Elfina wrote: This example is a good one [identifying idioms] to show in terms how much our cultural environment determines who we are, what culture we belong to and what cultural values we share. We all share our common cultural inheritage but of course we have our own cultural traits.
Elfina, your research on idioms interests me. When I read this statement, however, I wondered if by identifying the meaning of an idiom necessarily means that one uses it or identifies with it. Does your research include which idioms speakers use in everyday speech as well? I´m interested in your thoughts
I think the question of identity is clearly marked between cultures, but even within cultures as well. My identity differs depending on when I´m with my friends, family, workplace, etc. and my language reflects this identity – for better or for worse. When people interact, perceptions are formed based on the language they use; there is this attempt for the speaker to project a certain message and then there is the interlocutor´s perception of the message being transmitted. Even within native speakers, this attempt and perception can be at odds – for language learners it can be even more so.

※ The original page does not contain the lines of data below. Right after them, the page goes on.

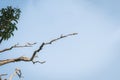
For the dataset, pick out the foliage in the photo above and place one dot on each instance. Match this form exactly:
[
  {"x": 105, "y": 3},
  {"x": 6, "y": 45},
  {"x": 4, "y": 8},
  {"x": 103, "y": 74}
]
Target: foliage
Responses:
[{"x": 8, "y": 19}]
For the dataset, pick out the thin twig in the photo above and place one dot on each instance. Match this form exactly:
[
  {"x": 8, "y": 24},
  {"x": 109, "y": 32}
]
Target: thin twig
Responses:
[
  {"x": 17, "y": 46},
  {"x": 26, "y": 59}
]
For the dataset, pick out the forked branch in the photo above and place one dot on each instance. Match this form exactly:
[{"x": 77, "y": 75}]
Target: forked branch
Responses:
[
  {"x": 26, "y": 59},
  {"x": 17, "y": 46}
]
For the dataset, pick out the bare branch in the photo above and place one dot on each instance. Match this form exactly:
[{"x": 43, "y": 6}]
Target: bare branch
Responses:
[
  {"x": 16, "y": 72},
  {"x": 26, "y": 59},
  {"x": 50, "y": 42},
  {"x": 17, "y": 46}
]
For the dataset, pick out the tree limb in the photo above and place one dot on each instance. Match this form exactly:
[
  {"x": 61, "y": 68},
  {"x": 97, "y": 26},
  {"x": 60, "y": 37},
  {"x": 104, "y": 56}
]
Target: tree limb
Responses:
[
  {"x": 17, "y": 46},
  {"x": 26, "y": 59}
]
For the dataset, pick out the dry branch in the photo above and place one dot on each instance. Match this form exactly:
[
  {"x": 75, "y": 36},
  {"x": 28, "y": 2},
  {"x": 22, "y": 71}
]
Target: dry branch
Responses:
[
  {"x": 17, "y": 46},
  {"x": 26, "y": 59}
]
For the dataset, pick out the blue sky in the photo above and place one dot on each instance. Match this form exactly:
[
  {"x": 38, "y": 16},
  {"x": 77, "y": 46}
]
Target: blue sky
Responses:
[{"x": 91, "y": 55}]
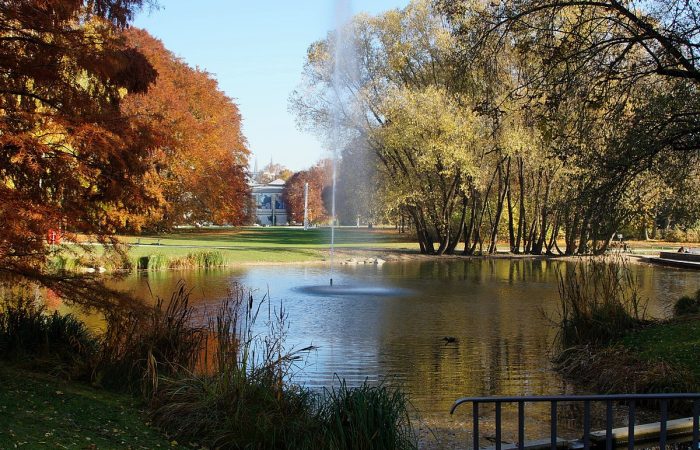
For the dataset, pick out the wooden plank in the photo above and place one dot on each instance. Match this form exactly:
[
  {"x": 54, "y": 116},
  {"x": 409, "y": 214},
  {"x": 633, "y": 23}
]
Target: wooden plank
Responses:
[{"x": 647, "y": 432}]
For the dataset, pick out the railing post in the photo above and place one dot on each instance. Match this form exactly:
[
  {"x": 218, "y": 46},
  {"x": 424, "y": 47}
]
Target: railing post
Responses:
[
  {"x": 521, "y": 425},
  {"x": 586, "y": 425},
  {"x": 475, "y": 418},
  {"x": 696, "y": 413},
  {"x": 608, "y": 425},
  {"x": 630, "y": 426},
  {"x": 498, "y": 425},
  {"x": 664, "y": 419},
  {"x": 553, "y": 414}
]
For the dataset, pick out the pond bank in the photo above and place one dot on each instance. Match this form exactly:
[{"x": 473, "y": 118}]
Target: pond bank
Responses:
[
  {"x": 41, "y": 410},
  {"x": 659, "y": 357}
]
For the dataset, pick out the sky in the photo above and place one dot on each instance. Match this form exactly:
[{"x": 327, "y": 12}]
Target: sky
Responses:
[{"x": 256, "y": 52}]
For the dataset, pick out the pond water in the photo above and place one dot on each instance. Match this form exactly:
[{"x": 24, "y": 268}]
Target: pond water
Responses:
[{"x": 498, "y": 310}]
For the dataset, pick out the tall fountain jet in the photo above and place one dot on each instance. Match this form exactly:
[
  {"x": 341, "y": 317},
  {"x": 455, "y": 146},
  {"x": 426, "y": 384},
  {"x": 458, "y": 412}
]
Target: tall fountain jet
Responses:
[{"x": 342, "y": 64}]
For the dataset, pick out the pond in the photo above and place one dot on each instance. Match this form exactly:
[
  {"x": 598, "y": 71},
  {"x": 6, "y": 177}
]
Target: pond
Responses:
[{"x": 499, "y": 311}]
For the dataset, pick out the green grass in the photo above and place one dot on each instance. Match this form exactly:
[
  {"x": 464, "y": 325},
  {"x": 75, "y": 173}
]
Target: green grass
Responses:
[
  {"x": 42, "y": 412},
  {"x": 202, "y": 248},
  {"x": 676, "y": 343},
  {"x": 278, "y": 237}
]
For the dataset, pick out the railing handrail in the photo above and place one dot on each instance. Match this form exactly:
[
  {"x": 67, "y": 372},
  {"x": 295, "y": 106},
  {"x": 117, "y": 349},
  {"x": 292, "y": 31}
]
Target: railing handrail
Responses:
[
  {"x": 609, "y": 399},
  {"x": 574, "y": 398}
]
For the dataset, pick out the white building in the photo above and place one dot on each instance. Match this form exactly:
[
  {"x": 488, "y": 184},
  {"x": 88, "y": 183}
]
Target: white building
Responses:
[{"x": 269, "y": 205}]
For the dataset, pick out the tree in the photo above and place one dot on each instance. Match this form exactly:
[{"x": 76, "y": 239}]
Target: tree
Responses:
[
  {"x": 318, "y": 179},
  {"x": 70, "y": 161},
  {"x": 202, "y": 153}
]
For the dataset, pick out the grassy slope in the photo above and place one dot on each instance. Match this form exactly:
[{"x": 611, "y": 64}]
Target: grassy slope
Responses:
[
  {"x": 676, "y": 343},
  {"x": 263, "y": 244},
  {"x": 41, "y": 412}
]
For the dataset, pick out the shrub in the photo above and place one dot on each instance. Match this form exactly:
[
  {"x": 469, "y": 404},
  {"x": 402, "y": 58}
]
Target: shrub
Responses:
[
  {"x": 141, "y": 345},
  {"x": 29, "y": 332},
  {"x": 366, "y": 417},
  {"x": 687, "y": 305},
  {"x": 600, "y": 301}
]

I would argue that language is our best attempt to communicate or transmit our identity and not so much as a determinant of our thinking or identity. Perhaps this might be the case in brief instances, but with time and clarification, I feel our truer identities reveal themselves even if several language attempts are necessary. In other words, I think what other people have to say is more of a determinant of our thinking and identity than what we say ourselves.
This is an interesting discussion and I look forward to hearing from others. I also reserve the right to change my mind (smile).